Here is a table of the 12 largest satellites in our solar system. In addition to the size of each satellite, its home planet, its median distance from that planet, and discovery information, its median distance from its home planet is given in terms of the median lunar distance from the Earth. Remarkably, Pluto’s moon Charon is just 0.05 lunar distances from Pluto, only 19,591 km. Only one other of the largest satellites orbits closer to its home planet than the Moon orbits around the Earth, and that is Neptune’s moon Triton at 92% of the Earth-Moon distance. At the other end of the scale, Saturn’s moon Iapetus orbits Saturn over nine times further away than the Moon orbits the Earth.
Now let’s look at the orbital eccentricity of each of the largest moons, and the orbital inclination relative to the equator of its home planet.
Our familiar Moon is really an oddball: it has the greatest orbital eccentricity of all the largest satellites, and, with the exception of Triton and Iapetus, by far the greatest orbital inclination relative to the equator of its home planet. Triton is the oddball among oddballs as it is the only large satellite in our solar system that has a retrograde orbit: it orbits Neptune in a direction opposite the planet’s rotation. Iapetus has an orbital inclination relative to Saturn’s equator almost as much as the Moon’s orbital inclination relative to the Earth’s equator, but this anomaly can perhaps be forgiven because Iapetus orbits so very far away from Saturn.
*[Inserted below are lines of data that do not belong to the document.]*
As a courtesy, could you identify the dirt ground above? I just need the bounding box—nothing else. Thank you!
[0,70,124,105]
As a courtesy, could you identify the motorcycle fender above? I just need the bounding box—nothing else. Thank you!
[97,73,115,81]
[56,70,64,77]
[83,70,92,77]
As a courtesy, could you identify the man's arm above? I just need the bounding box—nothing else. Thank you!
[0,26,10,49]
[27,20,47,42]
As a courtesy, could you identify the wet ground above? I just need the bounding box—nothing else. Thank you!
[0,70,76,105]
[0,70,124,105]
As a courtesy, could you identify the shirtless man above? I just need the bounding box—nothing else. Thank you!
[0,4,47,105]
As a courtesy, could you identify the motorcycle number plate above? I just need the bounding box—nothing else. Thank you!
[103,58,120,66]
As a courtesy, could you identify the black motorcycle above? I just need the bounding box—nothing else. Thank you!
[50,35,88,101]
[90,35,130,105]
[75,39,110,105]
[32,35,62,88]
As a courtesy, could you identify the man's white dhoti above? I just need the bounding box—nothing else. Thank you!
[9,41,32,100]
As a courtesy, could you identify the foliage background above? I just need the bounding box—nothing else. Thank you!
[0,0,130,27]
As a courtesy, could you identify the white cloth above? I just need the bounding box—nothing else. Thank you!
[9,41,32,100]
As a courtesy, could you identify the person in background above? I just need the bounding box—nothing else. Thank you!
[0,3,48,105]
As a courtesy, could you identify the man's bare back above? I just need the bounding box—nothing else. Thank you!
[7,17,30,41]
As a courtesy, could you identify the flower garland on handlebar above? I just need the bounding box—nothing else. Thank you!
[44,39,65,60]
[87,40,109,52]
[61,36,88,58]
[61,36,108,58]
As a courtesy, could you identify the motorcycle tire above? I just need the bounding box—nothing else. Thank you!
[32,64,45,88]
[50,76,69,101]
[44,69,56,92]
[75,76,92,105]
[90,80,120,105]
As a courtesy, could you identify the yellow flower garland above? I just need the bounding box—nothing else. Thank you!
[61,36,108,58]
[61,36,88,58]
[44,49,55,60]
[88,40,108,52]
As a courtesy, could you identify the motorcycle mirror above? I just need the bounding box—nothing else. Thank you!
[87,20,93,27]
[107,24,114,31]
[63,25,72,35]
Its orbital period is over 79 days.
Note that the Moon’s orbital inclination relative to the equator of the Earth varies between 18.33˚ and 28.60˚. This occurs because the intersection between the plane of the Moon’s orbit around the Earth and the plane of the Earth’s orbit around the Sun precesses westward, making an entire circuit every 18.6 years.
Saturn’s third largest moon, Iapetus (eye-AP-eh-tuss), was discovered at the then-new Paris Observatory in 1671 by Italian-French astronomer (and observatory director) Giovanni Domenico (Jean-Dominique) Cassini (1625-1712). Upon further observation, Cassini noted that he could only see Iapetus when it was on the west side of Saturn, never the east. His telescope was not large enough to detect Iapetus on the east side of Saturn because it was much fainter then. He correctly reasoned that, “it seems, that one part of his surface is not so capable of reflecting to us the light of the Sun which maketh it visible, as the other part is.” He also must have realized that Iapetus was locked in synchronous rotation—as is our Moon—with the same side facing Saturn all the time, with its rotation period being equal to its orbital period. Today we know these periods to be 79.3215 days.
The leading hemisphere of Iapetus has a visual albedo of only about 5%, whereas most of the trailing hemisphere is much brighter, having an albedo around 25%. Thus, when Iapetus is on the west side of Saturn, its apparent visual magnitude is around 10.2, but on the east side of Saturn Iapetus is 1.7 magnitudes fainter at 11.9. Without a doubt, Iapetus is one of the most outlandish places in the solar system, and the Cassini Saturn orbiter flybys certainly amplified the strangeness.
Cassini made one close targeted flyby of Iapetus on September 10, 2007, passing within 762 miles of the surface. Here are a few of the best photos of Iapetus from Cassini.
The dark material appears to have been deposited from elsewhere in the Saturnian system, but sublimation of water ice may also play a role. In any event, the dark material is a relatively thin veneer, significantly less than a meter thick in many places.
The warm day on Iapetus sees a surface temperature of -227° F on the dark terrain and an even colder -256° F on the bright terrain. Inhospitable, to say the least!